Ser viejo en lo físico no es lo mismo que ser viejo en lo psíquico. Einstein, por ejemplo, tenía el pelo blanco, pero era un niño por dentro; era sabio, pero tenía el corazón y la imaginación de un genio de quince años, aunque a la edad de los 25 se situó en la fila de los titanes del pensamiento humano, como Copérnico o Newton, tras haber descubierto la relatividad del tiempo, de nuestro tiempo. Por lo tanto, debo constatar que no soy el único adulto que posee alma de niño, sino un adulto más en quien perdura el peso de la infancia, con una pureza similar a la leche de la bondad humana.

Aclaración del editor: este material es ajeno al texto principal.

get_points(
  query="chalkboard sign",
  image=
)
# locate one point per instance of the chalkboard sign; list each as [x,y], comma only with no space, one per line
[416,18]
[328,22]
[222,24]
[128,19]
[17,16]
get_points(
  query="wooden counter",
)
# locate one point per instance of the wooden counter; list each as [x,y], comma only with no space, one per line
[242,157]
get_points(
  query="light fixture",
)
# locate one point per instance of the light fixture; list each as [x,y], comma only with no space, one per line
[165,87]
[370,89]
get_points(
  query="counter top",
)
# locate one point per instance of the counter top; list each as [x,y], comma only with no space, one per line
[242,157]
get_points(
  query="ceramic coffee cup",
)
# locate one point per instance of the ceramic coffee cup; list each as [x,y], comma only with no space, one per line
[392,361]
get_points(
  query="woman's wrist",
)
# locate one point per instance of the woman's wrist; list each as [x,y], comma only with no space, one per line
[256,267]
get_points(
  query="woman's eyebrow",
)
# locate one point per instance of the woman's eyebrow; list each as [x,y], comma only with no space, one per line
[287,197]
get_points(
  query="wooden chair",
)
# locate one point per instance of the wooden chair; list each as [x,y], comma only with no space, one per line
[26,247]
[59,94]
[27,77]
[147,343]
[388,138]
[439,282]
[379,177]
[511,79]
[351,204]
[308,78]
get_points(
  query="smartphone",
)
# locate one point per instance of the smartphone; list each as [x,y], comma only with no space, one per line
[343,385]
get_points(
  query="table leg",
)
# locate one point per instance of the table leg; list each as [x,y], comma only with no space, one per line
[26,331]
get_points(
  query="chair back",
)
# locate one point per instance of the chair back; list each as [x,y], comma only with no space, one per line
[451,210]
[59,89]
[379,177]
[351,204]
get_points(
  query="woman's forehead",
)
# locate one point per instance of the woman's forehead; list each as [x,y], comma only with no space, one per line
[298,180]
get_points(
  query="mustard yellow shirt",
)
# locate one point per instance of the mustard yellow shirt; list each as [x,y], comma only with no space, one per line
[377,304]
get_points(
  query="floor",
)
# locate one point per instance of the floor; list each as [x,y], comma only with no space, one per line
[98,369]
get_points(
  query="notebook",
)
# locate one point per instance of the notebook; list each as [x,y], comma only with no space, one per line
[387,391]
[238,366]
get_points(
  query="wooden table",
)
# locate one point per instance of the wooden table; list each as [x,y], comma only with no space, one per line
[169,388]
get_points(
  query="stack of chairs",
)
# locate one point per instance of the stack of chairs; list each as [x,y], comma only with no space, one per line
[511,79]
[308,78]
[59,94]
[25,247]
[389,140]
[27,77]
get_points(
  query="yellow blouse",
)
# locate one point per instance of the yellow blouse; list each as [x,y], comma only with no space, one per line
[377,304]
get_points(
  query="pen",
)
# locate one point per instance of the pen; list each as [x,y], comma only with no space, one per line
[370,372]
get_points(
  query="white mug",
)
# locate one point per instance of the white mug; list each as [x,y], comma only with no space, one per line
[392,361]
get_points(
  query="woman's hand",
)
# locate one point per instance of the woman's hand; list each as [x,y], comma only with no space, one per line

Si todavía no se pusieron a pensar, valga recordarles que las obras de los poetas, músicos, pintores y científicos, nacen del juego de ese niño eterno que se esconde dentro de ellos; de ese niño que nunca pierde la capacidad de entusiasmarse, preguntarse o maravillarse. De no estar presente ese niño juguetón en cada artista, en cada uno de nosotros, sería más grave la vida y menos llevadera la existencia. Por suerte, la fantasía de un niño se prolonga hasta la edad adulta, aunque éste no lo reconozca por temor a perder su autoridad de adulto.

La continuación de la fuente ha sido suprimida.